Lo scambio di esperienze e di informazioni è infatti una pratica comune per molti esperti del settore che hanno dato vita a diverse community [11] all’interno delle quali ci si può confrontare su metodologie, dati raccolti, buone pratiche o anche solo aggiornarsi sulle novità ed informazioni più rilevanti.

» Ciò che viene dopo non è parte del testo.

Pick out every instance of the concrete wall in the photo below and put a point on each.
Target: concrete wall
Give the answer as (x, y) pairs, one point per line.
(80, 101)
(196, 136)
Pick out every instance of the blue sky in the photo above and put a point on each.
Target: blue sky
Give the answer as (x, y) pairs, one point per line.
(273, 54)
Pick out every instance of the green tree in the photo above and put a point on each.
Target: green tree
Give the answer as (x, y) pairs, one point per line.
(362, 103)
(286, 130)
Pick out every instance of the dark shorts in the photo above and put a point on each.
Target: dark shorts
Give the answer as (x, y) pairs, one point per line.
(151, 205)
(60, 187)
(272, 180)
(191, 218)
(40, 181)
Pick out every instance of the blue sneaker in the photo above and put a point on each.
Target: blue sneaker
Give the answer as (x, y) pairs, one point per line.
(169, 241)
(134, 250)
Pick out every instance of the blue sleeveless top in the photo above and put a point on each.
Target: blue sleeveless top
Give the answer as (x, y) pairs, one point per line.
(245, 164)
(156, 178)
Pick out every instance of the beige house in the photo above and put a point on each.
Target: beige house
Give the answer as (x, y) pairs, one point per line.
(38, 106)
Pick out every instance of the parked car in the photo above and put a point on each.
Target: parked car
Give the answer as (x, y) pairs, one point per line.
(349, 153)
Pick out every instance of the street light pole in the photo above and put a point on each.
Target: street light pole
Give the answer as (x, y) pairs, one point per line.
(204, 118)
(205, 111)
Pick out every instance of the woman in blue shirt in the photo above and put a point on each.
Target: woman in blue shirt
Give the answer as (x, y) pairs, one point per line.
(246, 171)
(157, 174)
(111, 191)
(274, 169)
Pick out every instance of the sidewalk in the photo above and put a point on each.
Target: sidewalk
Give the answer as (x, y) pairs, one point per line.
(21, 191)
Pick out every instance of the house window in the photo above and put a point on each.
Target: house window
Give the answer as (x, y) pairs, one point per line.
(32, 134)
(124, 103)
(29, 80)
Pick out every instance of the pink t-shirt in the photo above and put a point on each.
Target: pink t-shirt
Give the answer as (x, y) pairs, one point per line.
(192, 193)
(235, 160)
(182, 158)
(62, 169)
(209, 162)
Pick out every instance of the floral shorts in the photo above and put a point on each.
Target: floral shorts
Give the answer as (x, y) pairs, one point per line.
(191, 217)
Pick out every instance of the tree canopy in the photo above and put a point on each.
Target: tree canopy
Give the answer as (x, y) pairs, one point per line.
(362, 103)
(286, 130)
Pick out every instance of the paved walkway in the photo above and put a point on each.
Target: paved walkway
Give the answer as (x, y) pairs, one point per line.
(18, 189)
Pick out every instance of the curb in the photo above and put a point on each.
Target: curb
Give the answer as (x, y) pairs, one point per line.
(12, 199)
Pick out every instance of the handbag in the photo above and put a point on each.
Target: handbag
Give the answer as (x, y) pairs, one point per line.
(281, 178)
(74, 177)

Anche l’AIF [12] ha riconosciuto la figura professionale dell’e-tutor distinguendola in 4 profili differenti, e cioè un profilo di base, un profilo specializzato in ambito contenutistico-disciplinare, uno specializzato in management didattico ed un quarto specializzato in management di community. Le competenze richieste per la certificazione sono di tre tipi: titolo di studio universitario o medio superiore (se integrato da ulteriori specializzazioni), esperienza nella formazione di almeno 5 anni, competenza didattico-formativa. L’esperienza di formatore, quindi, ha un’importanza fondamentale per il riconoscimento della professionalità di e-tutor, anche per quanto riguarda il profilo di base.

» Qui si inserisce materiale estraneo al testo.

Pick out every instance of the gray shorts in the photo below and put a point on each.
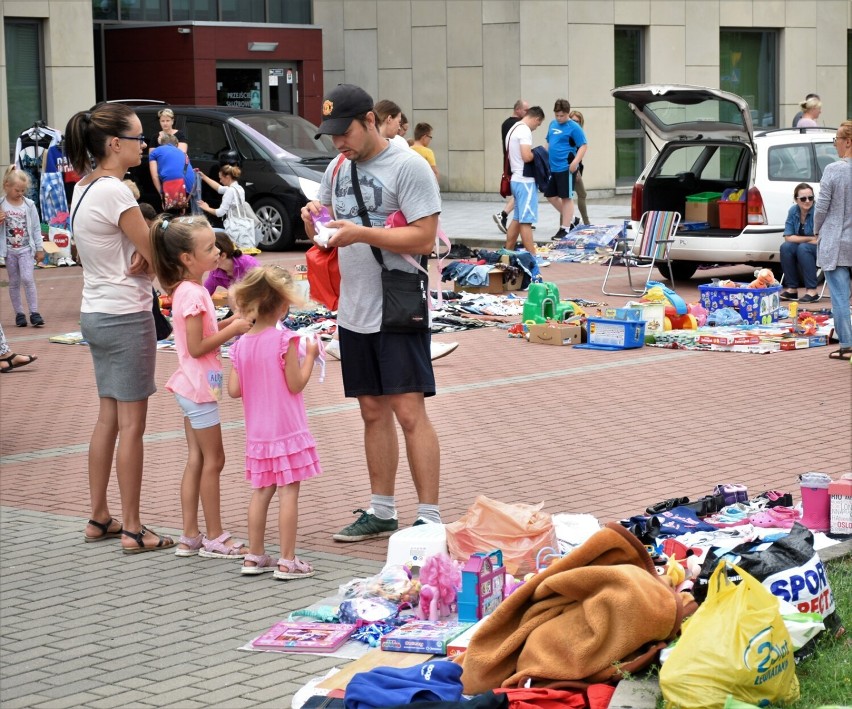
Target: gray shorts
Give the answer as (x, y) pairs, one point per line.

L’e-tutor, in effetti, non è un semplice tutor, ma necessita di una preparazione in tutto simile a quella di un docente esperto della materia. In alcuni contesti, infatti, l’e-tutor costituisce il principale interlocutore per gli studenti e li assiste nel percorso formativo fornendo loro un supporto didattico oltre che disciplinare e gestendo le attività e le relazioni all’interno della community. Competenza e preparazione nella propria materia di insegnamento, capacità di relazionarsi con gli studenti, conoscenza delle dinamiche di gruppo ed esperienza didattica sono, o dovrebbero essere, caratteristiche fondamentali di ogni docente, la cui formazione si perfeziona non solo attraverso lo studio teorico, ma anche grazie alle esperienze d’insegnamento in modo ricorsivo e continuo.

Cosa distingue allora in un corso online il docente dall’e-tutor? Quali sono le funzioni che queste due figure possono svolgere nell’ambito dei diversi percorsi di apprendimento?

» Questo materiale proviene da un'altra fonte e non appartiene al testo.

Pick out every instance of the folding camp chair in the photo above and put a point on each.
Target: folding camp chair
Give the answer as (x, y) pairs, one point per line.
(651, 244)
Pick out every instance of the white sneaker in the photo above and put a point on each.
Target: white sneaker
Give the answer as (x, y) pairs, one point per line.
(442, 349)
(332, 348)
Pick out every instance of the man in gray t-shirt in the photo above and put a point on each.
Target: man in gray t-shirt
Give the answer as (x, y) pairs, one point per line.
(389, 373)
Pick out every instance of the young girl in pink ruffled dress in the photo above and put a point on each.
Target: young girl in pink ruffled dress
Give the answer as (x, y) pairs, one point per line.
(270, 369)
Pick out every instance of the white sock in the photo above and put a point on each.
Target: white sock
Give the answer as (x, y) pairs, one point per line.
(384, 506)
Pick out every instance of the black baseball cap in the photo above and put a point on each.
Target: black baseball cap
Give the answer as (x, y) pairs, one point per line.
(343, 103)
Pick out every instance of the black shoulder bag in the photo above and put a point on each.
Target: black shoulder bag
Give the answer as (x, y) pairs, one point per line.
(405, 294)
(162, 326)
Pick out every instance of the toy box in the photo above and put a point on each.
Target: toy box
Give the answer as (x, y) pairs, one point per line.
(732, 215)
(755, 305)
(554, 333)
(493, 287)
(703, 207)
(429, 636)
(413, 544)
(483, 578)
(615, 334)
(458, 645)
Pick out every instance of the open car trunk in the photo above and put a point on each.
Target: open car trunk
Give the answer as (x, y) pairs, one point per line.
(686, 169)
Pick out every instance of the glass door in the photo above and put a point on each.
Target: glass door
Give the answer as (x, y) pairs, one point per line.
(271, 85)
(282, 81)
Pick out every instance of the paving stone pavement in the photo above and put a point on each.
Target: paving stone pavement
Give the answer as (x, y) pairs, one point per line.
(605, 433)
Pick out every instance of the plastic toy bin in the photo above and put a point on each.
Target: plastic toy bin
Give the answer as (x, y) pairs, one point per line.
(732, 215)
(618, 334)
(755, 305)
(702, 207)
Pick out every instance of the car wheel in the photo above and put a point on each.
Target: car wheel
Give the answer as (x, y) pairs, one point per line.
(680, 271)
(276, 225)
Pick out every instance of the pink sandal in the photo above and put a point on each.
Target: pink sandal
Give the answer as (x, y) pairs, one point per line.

Salmon [13] afferma ad esempio che l’e-moderator non deve essere necessariamente un esperto della materia, ma deve possederne una conoscenza che sia approfondita almeno quanto quella dei corsisti. In questo caso, però, il tutor potrebbe essere in grado di gestire senza troppi problemi le attività in modalità asincrona avendo il tempo di inoltrare ai docenti le questioni scientifiche più spinose o le domande relative ad integrazioni ed approfondimenti. Difficilmente, però, potrà rispondere con cognizione di causa a quesiti o dubbi di natura disciplinare che potrebbero sorgere nell’ambito di attività sincrone attraverso web conferencing, chat, ecc.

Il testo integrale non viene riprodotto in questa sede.